Abstract

I read with great interest the meta-analysis of early versus late tracheostomy by Liu et al. 1 I believe this article highlights a serious issue with meta-analysis.
Meta-analyses are widely regarded as the highest standard for providing evidence and has indeed contributed many important, cumulative effects of research studies (eg, the relationship between infant sleeping position and sudden infant death syndrome). 2 They aim to provide an objective summary of the outcome of multiple tests of the same intervention or treatment.
However, they also have the power to magnify error to a level of significance and be misleading. As the number of studies included in a meta-analysis increases, the influence of a type II error increases and therefore false rejection of a null hypothesis becomes a serious risk.3,4 This risk increases by massing studies of high methodological heterogeneity, with variable aims and data completeness. Thus, the objectivity of the meta-analysis is vulnerable.

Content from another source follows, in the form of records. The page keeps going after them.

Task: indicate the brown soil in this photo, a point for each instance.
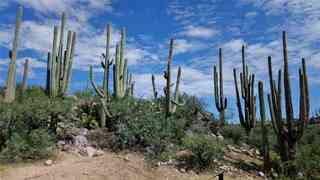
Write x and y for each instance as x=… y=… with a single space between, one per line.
x=110 y=166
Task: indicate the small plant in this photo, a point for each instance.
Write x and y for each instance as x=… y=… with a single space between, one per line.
x=205 y=150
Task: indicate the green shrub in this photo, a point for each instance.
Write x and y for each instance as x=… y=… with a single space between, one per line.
x=205 y=150
x=37 y=144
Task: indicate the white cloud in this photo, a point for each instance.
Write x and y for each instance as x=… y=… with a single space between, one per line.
x=199 y=32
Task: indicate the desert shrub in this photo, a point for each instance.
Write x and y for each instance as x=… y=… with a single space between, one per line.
x=28 y=125
x=234 y=133
x=205 y=150
x=37 y=144
x=308 y=160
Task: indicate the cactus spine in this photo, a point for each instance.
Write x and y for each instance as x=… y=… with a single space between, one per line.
x=220 y=100
x=25 y=76
x=288 y=133
x=60 y=61
x=264 y=129
x=248 y=117
x=10 y=90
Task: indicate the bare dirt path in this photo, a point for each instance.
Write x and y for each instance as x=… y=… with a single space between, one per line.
x=110 y=166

Liu et al 1 report the conclusion that the cumulative result of all 11 studies is that early tracheostomy is associated with a decrease in intensive care unit (ICU) length of stay. The largest, best-designed studies do not concur.5,6 The largest effect size, suggesting ICU stay is shortened in association with early tracheostomy, is produced by much smaller studies, which are less robustly designed and considerably underpowered. By including all of these studies, the accurate answer is at risk of being drowned out by background “noise.”
In this situation, Slavin’s principle of “best evidence” must be remembered when considering conclusions drawn from meta-analyses. 7 Here, surely the best evidence included in the meta-analysis clearly shows no decrease in ICU length of stay?